Semua masalah diatas ialah tamparan yang keras bagi dunia pendidikan, harusnya para pembuat kebijakan lah yang lebih mencicipi sakit dari pada mereka. Luka fisik bisa segera disembuhkan dengan derma medis, namun bagaimana moral mereka, psikis mereka ketika harus kembali berdiri dihadapan anak didik mereka. Apa yang harus dilakukan ketika mereka harus menjumpai, anak didik yang “sulit diatur, sering melanggar tata tertib sekolah, tidak mengerjakan tugas-tugas sekolah dll”, sedangkan diatas mereka aturan dan undang-undang terus mengintai mereka. Meskipun dari sebagian besar masalah hasilnya para guru tersebut dibebaskan lantaran tidak terbukti bersalah atau eksekusi yang mereka berikan masih dalam taraf eksekusi yang mendidik dan tidak menyakitkan. Peristiwa memprihatinkan tersebut menciptakan Komisi X dewan perwakilan rakyat mendesak Pemerintah untuk mengeluarkan Peraturan Pemerintah (PP) Terkait proteksi guru sebagai tindak lanjut dari pasal 30 ayat 2 UU no 14 tahun 2005 perihal guru dan dosen. Karena hampir semua undang-undang yang dipakai oleh aturan untuk menjerat para guru itu ialah UU Perlindungan Anak.

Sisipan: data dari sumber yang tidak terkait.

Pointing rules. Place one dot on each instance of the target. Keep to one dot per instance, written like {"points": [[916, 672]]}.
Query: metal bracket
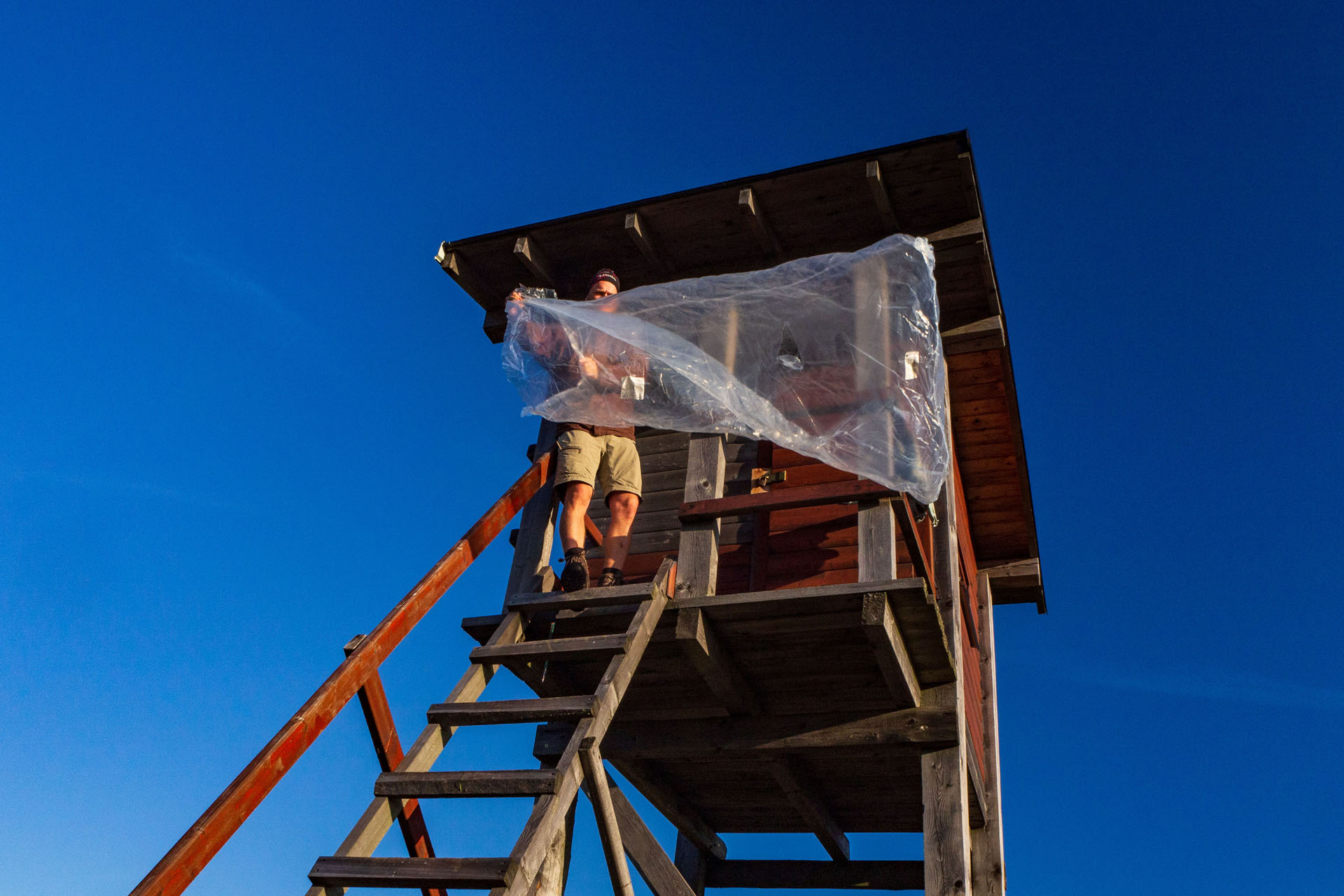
{"points": [[764, 477]]}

Bagaimanapun, kita tak bisa menolak realitas, bahwa gurupun hakikatnya adalah output dari sistem pendidikan. Guru ialah warga negara yang melewati aneka macam jenjang pendidikan yang menghantarkannya menjadi guru. Maka dari itu, etis kalau dikatakan bahwa penyebab rendahnya kualitas guru berpulang dari Sistem Pendidikan yang gagal.
Bila Guru mempunyai visi yang sejalan dengan orientasi Ideologi Kapitalisme, maka output-nya tentu selalu bisa untuk diprediksi. Guru secara berulang dibimbing untuk menelurkan sumber daya yang sama. Sumber daya insan yang berpengaruh dalam kognisi, handal menjadi teknisi, berdaya saing di tengah dunia indutsri, namun tak nampak padanya kepribadian islami. Siklus ini akan berulang selama sistem pendidikan masih bertolak pada ideologi Kapitalisme.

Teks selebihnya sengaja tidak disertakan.